Fixed rebase errors

Rohan-Bierneni · Rohan-Bierneni · commit e25d9bcdc11f · 2026-03-18T17:09:43.000Z
diff --git a/src/maxtext/models/qwen3.py b/src/maxtext/models/qwen3.py
@@ -29,7 +29,6 @@
 from flax import linen as nn
 from flax import nnx
 
-<<<<<<< HEAD:src/maxtext/models/qwen3.py
 from maxtext.common.common_types import AttentionType, Config, DType, Array, BATCH, LENGTH_NO_EXP, EMBED, MODEL_MODE_TRAIN
 from maxtext.layers import attentions
 from maxtext.layers import initializers as max_initializers
@@ -44,25 +43,8 @@
 from maxtext.layers.moe import RoutedMoE
 from maxtext.layers.initializers import nd_dense_init, variable_to_logically_partitioned
 
-=======
 from jax.sharding import PartitionSpec as P
 from jax.experimental.shard_map import shard_map
-
-from MaxText.common_types import AttentionType, Config, DType, Array, BATCH, LENGTH_NO_EXP, EMBED, MODEL_MODE_TRAIN
-from MaxText.layers import attentions
-from MaxText.layers import initializers as max_initializers
-from MaxText.layers import moe
-from MaxText.layers import nnx_wrappers
-from MaxText.layers import quantizations
-from MaxText.layers.embeddings import Qwen3OmniMoeVisionPosEmbedInterpolate, PositionalEmbedding
-from MaxText.layers.normalizations import RMSNorm, l2norm, Qwen3NextRMSNorm, Qwen3NextRMSNormGated
-from MaxText.layers.quantizations import AqtQuantization as Quant
-from MaxText.layers.attentions import Attention
-from MaxText.layers.linears import DenseGeneral, MlpBlock
-from MaxText.layers.moe import RoutedMoE
-from MaxText.layers.initializers import nd_dense_init, variable_to_logically_partitioned
-from maxtext.inference import page_manager
->>>>>>> 7461955dc (add shardmap to kernel):src/MaxText/layers/qwen3.py
 from maxtext.utils import max_utils
 from maxtext.inference import page_manager, kvcache
 
@@ -218,7 +200,7 @@ def pallas_chunk_gated_delta_rule(
   # =========================================================================
   initial_dtype = query.dtype
   if use_qk_norm_in_gdn:
-    from MaxText.layers.normalizations import l2norm 
+    from maxtext.layers.normalizations import l2norm 
     query = l2norm(query, dim=-1, eps=1e-6)

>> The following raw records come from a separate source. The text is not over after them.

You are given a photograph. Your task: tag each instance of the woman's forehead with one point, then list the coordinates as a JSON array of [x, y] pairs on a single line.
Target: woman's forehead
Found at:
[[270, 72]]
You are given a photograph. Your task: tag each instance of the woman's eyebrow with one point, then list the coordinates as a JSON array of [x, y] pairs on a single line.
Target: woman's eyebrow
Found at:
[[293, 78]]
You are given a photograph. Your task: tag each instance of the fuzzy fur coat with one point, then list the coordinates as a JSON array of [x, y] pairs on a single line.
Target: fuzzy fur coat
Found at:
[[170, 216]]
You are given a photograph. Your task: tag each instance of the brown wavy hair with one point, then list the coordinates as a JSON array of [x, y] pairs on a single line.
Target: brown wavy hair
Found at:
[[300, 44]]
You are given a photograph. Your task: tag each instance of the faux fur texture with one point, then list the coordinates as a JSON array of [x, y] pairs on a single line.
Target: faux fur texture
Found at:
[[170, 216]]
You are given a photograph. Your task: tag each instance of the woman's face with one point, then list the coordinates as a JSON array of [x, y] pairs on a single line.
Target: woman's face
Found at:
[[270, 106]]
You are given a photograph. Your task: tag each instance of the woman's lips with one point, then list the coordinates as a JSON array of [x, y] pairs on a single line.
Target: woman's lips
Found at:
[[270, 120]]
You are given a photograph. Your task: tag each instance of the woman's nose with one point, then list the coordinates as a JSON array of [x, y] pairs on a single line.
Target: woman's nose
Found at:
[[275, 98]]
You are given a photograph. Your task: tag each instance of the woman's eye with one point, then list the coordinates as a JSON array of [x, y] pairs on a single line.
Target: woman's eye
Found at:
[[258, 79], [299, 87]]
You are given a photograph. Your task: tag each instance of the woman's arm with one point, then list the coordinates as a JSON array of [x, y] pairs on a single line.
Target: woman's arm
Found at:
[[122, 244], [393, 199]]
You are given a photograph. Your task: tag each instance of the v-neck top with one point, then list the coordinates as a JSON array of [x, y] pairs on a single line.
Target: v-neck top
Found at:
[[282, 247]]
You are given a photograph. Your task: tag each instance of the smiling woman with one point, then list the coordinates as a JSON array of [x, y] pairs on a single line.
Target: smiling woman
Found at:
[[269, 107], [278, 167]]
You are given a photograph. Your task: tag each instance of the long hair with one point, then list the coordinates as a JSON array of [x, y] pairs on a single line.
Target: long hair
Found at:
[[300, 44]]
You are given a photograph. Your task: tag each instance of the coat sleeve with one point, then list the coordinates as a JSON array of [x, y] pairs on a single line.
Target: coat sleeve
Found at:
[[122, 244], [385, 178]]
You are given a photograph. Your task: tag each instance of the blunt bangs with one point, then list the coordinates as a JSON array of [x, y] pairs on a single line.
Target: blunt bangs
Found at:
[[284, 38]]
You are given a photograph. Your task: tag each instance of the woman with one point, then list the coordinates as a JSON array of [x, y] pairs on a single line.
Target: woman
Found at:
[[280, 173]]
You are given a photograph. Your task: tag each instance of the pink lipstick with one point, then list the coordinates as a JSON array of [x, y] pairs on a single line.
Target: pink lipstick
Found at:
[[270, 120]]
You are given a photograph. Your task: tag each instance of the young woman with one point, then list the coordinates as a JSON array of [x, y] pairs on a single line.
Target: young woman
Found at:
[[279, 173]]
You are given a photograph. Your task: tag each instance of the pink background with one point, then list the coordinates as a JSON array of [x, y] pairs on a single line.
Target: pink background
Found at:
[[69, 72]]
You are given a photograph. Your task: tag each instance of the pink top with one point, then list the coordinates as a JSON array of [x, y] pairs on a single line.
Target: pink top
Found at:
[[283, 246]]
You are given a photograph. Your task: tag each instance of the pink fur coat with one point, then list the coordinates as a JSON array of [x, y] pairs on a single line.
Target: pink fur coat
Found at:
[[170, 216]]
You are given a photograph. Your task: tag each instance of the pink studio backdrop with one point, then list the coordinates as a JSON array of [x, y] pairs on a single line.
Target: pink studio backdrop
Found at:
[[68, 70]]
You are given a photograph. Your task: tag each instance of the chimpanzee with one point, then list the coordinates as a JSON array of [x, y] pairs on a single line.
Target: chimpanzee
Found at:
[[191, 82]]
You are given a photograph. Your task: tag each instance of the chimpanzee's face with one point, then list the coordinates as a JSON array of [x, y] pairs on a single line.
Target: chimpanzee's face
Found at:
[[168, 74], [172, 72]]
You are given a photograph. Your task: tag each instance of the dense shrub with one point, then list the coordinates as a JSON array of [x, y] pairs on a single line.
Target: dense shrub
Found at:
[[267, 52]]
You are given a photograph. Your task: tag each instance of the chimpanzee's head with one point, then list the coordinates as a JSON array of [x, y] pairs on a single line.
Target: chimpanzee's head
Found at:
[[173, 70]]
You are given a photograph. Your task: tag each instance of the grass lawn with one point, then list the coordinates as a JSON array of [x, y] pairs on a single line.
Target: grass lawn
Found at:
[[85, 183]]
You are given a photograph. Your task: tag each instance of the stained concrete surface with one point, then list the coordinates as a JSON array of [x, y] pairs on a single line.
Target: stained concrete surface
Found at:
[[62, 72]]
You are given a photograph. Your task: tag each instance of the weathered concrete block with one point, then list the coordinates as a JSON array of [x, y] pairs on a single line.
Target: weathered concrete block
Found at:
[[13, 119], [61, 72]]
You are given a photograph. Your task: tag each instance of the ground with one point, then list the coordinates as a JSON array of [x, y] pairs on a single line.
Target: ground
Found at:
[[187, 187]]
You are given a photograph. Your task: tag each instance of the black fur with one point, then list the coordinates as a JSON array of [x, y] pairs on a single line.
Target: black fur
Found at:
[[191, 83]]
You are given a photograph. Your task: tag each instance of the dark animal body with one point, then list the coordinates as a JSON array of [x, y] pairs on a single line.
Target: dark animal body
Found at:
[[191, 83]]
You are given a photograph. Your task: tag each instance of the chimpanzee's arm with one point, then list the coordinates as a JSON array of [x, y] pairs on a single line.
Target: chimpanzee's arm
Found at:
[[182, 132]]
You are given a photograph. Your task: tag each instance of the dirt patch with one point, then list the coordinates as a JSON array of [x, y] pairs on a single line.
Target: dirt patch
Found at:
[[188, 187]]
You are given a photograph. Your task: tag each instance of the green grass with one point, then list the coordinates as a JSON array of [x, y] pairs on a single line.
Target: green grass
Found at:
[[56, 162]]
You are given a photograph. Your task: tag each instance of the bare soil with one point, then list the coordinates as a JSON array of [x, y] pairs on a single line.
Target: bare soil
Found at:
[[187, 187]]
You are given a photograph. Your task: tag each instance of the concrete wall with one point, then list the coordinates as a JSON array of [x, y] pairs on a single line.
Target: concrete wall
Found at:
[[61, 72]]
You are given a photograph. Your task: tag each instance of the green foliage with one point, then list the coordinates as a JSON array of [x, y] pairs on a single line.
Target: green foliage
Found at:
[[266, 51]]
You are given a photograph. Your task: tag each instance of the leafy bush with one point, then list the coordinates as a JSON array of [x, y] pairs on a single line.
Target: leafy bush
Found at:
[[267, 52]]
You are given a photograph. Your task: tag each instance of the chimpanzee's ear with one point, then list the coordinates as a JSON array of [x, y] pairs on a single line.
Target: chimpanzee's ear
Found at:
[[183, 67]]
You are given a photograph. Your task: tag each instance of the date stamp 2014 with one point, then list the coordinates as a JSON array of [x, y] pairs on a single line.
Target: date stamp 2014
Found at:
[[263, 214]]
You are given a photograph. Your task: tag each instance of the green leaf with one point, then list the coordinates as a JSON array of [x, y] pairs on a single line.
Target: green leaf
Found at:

     key = l2norm(key, dim=-1, eps=1e-6)
 
@@ -546,11 +528,7 @@ class Qwen3NextGatedDeltaNet(nnx.Module):
   2. output = Linear_out(y)
   """
 
-<<<<<<< HEAD:src/maxtext/models/qwen3.py
-  def __init__(self, config: Config, dtype: DType = jnp.float32, model_mode: str = MODEL_MODE_TRAIN, *, rngs: nnx.Rngs):
-=======
-  def __init__(self, config: Config, *, rngs: nnx.Rngs, mesh: Mesh=None):
->>>>>>> 7461955dc (add shardmap to kernel):src/MaxText/layers/qwen3.py
+  def __init__(self, config: Config, dtype: DType = jnp.float32, model_mode: str = MODEL_MODE_TRAIN, *, rngs: nnx.Rngs, mesh: Mesh=None):
     """
     Args:
       config: MaxText configuration object.

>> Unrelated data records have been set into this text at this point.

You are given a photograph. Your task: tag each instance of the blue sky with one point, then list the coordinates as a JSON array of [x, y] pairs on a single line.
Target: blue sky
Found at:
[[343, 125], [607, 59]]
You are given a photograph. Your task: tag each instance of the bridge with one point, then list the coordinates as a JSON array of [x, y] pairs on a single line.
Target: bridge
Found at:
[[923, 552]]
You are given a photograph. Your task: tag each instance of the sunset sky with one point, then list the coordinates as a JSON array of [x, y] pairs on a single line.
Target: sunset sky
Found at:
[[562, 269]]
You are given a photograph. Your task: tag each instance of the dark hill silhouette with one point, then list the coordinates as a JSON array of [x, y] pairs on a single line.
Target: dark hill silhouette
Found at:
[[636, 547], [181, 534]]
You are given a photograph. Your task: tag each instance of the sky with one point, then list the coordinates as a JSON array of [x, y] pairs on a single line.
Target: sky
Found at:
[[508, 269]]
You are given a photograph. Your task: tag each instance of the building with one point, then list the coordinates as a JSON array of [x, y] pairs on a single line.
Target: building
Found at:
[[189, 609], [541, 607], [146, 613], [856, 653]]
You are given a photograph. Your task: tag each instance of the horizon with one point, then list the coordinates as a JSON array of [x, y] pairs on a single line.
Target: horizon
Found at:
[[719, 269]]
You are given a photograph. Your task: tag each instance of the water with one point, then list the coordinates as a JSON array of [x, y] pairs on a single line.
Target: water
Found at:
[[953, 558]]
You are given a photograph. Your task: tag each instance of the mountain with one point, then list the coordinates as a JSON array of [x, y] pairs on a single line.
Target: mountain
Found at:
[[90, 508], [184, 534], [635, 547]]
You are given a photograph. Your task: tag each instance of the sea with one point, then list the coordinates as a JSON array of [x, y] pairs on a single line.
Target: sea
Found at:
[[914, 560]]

@@ -1148,11 +1126,7 @@ def __init__(
           rngs=rngs,
       )
     else:
-<<<<<<< HEAD:src/maxtext/models/qwen3.py
       self.attention = Qwen3NextGatedDeltaNet(config=cfg, dtype=cfg.dtype, model_mode=model_mode, rngs=rngs)
-=======
-      self.attention = Qwen3NextGatedDeltaNet(config=cfg, rngs=rngs, mesh=self.mesh)

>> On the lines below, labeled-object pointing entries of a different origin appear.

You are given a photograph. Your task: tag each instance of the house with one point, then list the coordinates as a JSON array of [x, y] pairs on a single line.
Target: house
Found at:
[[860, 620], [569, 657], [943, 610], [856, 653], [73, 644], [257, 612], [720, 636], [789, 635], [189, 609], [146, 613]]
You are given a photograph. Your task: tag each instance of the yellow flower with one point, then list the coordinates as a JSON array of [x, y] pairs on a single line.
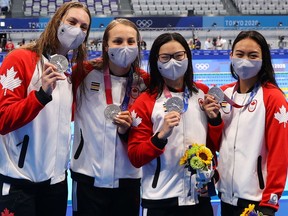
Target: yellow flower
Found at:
[[205, 155]]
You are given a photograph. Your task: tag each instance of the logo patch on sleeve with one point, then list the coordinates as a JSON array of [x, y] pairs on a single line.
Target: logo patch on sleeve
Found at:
[[9, 82]]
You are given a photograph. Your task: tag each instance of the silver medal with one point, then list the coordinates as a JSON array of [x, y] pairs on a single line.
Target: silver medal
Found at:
[[111, 111], [217, 93], [60, 62], [174, 104]]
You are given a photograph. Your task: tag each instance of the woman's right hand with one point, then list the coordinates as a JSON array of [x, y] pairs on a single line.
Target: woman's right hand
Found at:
[[171, 120], [49, 78]]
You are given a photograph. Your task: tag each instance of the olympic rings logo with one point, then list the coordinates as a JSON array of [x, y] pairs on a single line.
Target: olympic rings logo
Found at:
[[144, 23], [202, 66]]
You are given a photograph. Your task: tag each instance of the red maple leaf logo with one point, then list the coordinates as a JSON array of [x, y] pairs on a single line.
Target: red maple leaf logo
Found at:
[[6, 213]]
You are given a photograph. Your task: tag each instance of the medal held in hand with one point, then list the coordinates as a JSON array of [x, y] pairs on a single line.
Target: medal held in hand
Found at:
[[217, 93], [174, 104], [60, 62], [111, 111]]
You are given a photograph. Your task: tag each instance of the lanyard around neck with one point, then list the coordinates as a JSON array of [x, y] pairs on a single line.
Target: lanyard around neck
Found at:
[[251, 96], [108, 89]]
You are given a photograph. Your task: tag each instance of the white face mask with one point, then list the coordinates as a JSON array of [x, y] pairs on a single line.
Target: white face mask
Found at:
[[70, 37], [123, 56], [173, 69], [246, 69]]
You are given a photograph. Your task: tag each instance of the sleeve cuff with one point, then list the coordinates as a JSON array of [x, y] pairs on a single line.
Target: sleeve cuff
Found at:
[[124, 137], [267, 210], [159, 143], [215, 121], [43, 97]]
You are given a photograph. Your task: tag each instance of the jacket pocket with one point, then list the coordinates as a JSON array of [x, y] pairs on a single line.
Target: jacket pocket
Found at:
[[23, 151], [80, 147], [259, 172]]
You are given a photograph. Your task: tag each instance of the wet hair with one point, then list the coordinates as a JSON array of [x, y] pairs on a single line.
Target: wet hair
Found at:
[[156, 79], [266, 73], [48, 41], [99, 65]]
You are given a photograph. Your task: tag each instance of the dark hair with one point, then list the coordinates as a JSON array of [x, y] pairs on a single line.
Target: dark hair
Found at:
[[103, 61], [266, 73], [156, 79]]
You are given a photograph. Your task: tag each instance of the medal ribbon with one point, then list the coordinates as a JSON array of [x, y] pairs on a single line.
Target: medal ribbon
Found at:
[[108, 89], [167, 94]]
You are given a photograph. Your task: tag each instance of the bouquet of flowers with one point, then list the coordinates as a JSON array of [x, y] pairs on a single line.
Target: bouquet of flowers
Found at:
[[199, 158], [250, 211]]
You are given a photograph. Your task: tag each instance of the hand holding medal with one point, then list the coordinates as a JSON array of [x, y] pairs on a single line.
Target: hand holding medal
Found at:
[[175, 104], [60, 62], [217, 93]]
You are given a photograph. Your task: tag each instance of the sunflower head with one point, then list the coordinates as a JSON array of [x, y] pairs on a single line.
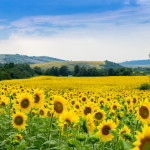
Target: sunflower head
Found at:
[[25, 102], [19, 120], [143, 139], [104, 130], [60, 105]]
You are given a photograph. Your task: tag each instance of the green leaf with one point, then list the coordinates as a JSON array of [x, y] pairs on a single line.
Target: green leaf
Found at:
[[114, 133], [21, 147], [50, 143], [127, 145]]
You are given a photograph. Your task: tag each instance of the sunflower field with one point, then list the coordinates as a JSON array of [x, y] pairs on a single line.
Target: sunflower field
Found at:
[[75, 113]]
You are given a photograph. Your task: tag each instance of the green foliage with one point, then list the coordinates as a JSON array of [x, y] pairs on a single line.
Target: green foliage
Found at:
[[144, 86], [7, 58]]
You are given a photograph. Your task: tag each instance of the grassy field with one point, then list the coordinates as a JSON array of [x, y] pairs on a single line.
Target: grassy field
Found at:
[[80, 113], [70, 64]]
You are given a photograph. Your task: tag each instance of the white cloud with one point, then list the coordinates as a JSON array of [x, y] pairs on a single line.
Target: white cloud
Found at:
[[143, 2], [72, 20], [117, 45]]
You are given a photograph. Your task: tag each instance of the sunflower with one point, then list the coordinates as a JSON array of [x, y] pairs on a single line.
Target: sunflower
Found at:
[[19, 119], [4, 101], [99, 115], [77, 105], [72, 102], [68, 118], [88, 109], [49, 113], [25, 102], [143, 112], [42, 112], [60, 105], [104, 128], [142, 139], [38, 97], [18, 137], [126, 130], [90, 126], [102, 101], [135, 100]]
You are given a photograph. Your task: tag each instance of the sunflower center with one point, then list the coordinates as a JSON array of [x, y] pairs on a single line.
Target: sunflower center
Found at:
[[134, 100], [73, 102], [58, 107], [36, 98], [114, 107], [18, 120], [101, 102], [77, 106], [98, 116], [145, 144], [18, 137], [2, 104], [87, 110], [14, 94], [48, 114], [143, 111], [25, 103], [105, 130], [83, 99], [123, 132], [41, 112], [68, 123]]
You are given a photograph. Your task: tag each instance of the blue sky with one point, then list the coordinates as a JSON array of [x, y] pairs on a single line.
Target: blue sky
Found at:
[[115, 30]]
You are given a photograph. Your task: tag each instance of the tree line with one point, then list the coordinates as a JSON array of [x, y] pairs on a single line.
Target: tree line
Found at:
[[21, 71]]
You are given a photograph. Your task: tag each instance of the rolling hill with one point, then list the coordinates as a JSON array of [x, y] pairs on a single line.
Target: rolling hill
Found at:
[[71, 64], [136, 63], [7, 58]]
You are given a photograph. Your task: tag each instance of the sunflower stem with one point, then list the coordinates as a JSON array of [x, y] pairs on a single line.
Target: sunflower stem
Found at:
[[136, 127], [29, 134], [50, 126], [93, 147], [60, 138], [9, 113], [102, 145]]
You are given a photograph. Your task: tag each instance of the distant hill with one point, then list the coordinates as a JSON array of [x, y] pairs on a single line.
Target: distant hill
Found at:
[[7, 58], [71, 64], [136, 62]]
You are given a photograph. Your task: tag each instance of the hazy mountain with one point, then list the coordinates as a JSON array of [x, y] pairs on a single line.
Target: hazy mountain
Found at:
[[7, 58], [71, 64], [136, 62]]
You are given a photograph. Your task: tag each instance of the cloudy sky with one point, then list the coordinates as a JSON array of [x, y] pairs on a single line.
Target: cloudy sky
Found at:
[[115, 30]]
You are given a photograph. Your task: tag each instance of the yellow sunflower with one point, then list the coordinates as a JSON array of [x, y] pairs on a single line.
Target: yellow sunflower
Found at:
[[99, 115], [19, 120], [126, 130], [60, 105], [104, 128], [142, 139], [42, 112], [38, 97], [143, 112], [68, 118], [88, 109], [18, 137], [25, 102], [90, 126]]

->>>>>>> 7461955dc (add shardmap to kernel):src/MaxText/layers/qwen3.py
 
     # Second LayerNorm, applied before the MoE block.
     self.post_attention_layernorm = Qwen3NextRMSNorm(
diff --git a/src/maxtext/utils/maxtext_utils.py b/src/maxtext/utils/maxtext_utils.py
@@ -536,37 +536,13 @@ def calculate_gated_delta_net_flops_per_device(config):
   # We multiply by 2 for FMA
   flops_conv = 2 * B * S * K_conv * (2 * K_dim + V_dim)
 
-<<<<<<< HEAD
   # 3. Core Gated Delta Net
   # This counts 4 distinct O(D^2) operations in the recurrent update:
   #   KK^T, VK^T, S(a(I-bKK^T)), and SQ.
   # We multiply by 2 for FMA.
   # Total Core FLOPs = 2 (FMA) * 4 (Ops) * H * D^2 = 8 * H * D^2 per token.
   # We use D_k * D_v to generalize D^2 for potentially differing head dimensions.
   flops_core_per_token = H_v * (D_k * D_v) * 8
-=======
-  # 3. Core Gated Delta Net (Optimized WY Representation)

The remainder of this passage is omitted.